The Manuscript, Archives and Rare Books Library (MARBL) debuted an exhibition commemorating the late Irish poet and Nobel Prize winner Seamus Heaney this past weekend in the Schatten Gallery of the Robert W. Woodruff Library.
Heaney died Aug. 30, 2013, a few months after his last visit to the University in March.
The exhibit, titled “Seamus Heaney: The Music of What Happens,” chronicles Heaney’s life as a poet and his relationship with Emory. According to an article written by the Director of Irish Studies Geraldine Higgins in the spring 2014 MARBL catalog, the title originates from an old legend that Heaney quoted in his poem “Song.”
The gallery displays pictures of Heaney with various Emory faculty members, his visit to the grave of Irish poet W.B. Yeats and some individual portraits of him.
The exhibit also demonstrates that the impact of Heaney’s death reverberated across the world, displays clippings from global newspapers when the story of his death broke and provides an explanation of his poetry’s impact.
“[Heaney’s] loss was mourned by scholars, writers, friends, rock stars, political activists and poetry lovers in myriad texts, tweets, blog posts, articles, obituaries and speeches,” the exhibit states.
MARBL is home to some of the only early drafts of Heaney’s poetry, a few of which are handwritten and show Heaney’s edits. For example, a draft of the poem “Strange Fruit” has phrases crossed out and arrows indicating the rearrangement of stanzas.
The exhibit also contains personal correspondence between Heaney and American poet Ted Hughes as well as handwritten letters and poems to contemporary Irish poets Michael Longley, Paul Muldoon and Medbh McGuckian.
“The exhibition follows the trajectory of Heaney’s poetry from the earth-bound bog poems of his early work to the airiness and uplift of crediting marvels in his later career,” Higgins wrote in the MARBL catalog.
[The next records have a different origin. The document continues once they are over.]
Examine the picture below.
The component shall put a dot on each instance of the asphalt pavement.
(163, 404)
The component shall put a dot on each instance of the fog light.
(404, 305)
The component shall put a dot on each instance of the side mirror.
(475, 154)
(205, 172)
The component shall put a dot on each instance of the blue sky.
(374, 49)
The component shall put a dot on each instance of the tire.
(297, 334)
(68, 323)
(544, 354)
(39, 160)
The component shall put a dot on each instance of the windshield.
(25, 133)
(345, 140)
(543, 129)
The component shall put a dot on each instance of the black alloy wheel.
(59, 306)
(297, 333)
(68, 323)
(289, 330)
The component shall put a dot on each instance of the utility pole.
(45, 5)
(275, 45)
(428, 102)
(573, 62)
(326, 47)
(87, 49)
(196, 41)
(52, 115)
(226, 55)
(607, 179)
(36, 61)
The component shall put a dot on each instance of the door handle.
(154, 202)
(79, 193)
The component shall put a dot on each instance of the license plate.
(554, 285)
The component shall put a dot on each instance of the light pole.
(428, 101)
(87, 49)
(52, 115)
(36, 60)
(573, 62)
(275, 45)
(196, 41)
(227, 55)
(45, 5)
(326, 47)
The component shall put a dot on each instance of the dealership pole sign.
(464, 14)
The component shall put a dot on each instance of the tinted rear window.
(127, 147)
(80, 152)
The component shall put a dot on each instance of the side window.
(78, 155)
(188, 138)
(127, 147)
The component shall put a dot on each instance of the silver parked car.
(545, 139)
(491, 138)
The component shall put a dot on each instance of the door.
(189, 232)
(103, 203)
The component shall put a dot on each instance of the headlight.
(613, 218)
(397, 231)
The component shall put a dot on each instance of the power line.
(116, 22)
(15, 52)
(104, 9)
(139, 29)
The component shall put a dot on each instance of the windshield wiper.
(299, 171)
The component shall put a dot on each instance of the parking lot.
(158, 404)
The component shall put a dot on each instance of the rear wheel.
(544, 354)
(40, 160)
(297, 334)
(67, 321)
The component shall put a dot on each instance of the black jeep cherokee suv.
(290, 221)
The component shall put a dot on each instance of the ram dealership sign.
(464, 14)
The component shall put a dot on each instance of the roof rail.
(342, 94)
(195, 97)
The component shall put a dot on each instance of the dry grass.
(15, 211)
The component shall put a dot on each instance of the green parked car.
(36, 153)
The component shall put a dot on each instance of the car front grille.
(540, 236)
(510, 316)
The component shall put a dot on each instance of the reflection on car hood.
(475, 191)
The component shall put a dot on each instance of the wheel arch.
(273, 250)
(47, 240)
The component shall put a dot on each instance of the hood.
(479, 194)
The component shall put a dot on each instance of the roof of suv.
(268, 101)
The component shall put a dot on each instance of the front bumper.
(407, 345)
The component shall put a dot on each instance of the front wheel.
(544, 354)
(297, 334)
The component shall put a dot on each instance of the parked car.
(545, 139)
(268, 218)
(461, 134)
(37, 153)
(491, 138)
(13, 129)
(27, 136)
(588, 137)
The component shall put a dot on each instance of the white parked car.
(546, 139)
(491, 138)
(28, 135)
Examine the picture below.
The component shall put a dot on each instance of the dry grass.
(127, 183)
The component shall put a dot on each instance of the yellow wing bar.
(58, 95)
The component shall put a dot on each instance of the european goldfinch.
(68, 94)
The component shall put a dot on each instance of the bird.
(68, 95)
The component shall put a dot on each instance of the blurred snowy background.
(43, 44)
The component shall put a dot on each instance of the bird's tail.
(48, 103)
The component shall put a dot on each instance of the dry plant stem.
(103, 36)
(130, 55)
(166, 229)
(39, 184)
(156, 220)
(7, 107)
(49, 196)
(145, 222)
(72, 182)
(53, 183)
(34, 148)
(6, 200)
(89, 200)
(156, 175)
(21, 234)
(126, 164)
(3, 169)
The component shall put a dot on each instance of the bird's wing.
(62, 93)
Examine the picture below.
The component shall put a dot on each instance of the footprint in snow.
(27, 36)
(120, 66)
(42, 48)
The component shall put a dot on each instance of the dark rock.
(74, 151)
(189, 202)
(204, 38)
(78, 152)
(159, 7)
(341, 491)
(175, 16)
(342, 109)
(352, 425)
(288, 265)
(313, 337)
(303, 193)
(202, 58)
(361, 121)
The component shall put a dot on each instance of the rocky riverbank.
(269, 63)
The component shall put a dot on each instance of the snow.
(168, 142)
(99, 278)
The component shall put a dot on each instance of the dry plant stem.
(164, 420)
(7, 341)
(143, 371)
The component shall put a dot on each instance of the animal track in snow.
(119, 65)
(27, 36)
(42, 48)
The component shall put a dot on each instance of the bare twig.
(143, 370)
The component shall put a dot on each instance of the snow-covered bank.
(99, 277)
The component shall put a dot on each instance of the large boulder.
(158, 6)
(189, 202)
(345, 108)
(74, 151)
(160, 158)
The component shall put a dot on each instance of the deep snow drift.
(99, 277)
The exhibit also has a video media section that plays clips of Heaney and other writers reading his poems aloud.
Heaney first forged a relationship with Emory’s Irish Studies department in 1981 during his first visit for the inaugural Richard Ellmann Lectures in Modern Literature, Higgins wrote. He donated his papers to MARBL in 2003 in honor of former University President Bill Chace.
Heaney’s relationship with Emory is presented in the gallery through pictures and a copy of his 2003 address at Emory’s Commencement ceremony.
“Still, today’s conferral has raised us all a step above ourselves, and for the rest of our lives we’re going to remember this morning with pride and pleasure,” he said in the speech.
Much of Heaney’s poetry delves into his own past. One of his most widely known poems, “Digging,” which explores Heaney’s family and integrates elements of the Irish landscape, is displayed in large print in the exhibit.
In addition to his own past, Heaney also addressed Irish history in his poetry, specifically the violence during the Irish War of Independence. A section of the exhibit documents some of the propaganda, posters and media paraphernalia related to Irish nationalism and displays Heaney’s poem about the Easter Rising of 1916 entitled “Requiem of the Croppies.”
The gallery is open to students, faculty and members of the Atlanta community.
Exhibit attendee Peggy Ann McCann described her experience as a native of Ireland experiencing the exhibit.
“I kept forgetting I was in America because it feels so relevant to where I’m from,” she said.
She added that seeing the exhibit was also emotional for her because she grew up in Northern Ireland and the history of the War of Independence stirs up the difficult feelings of that time.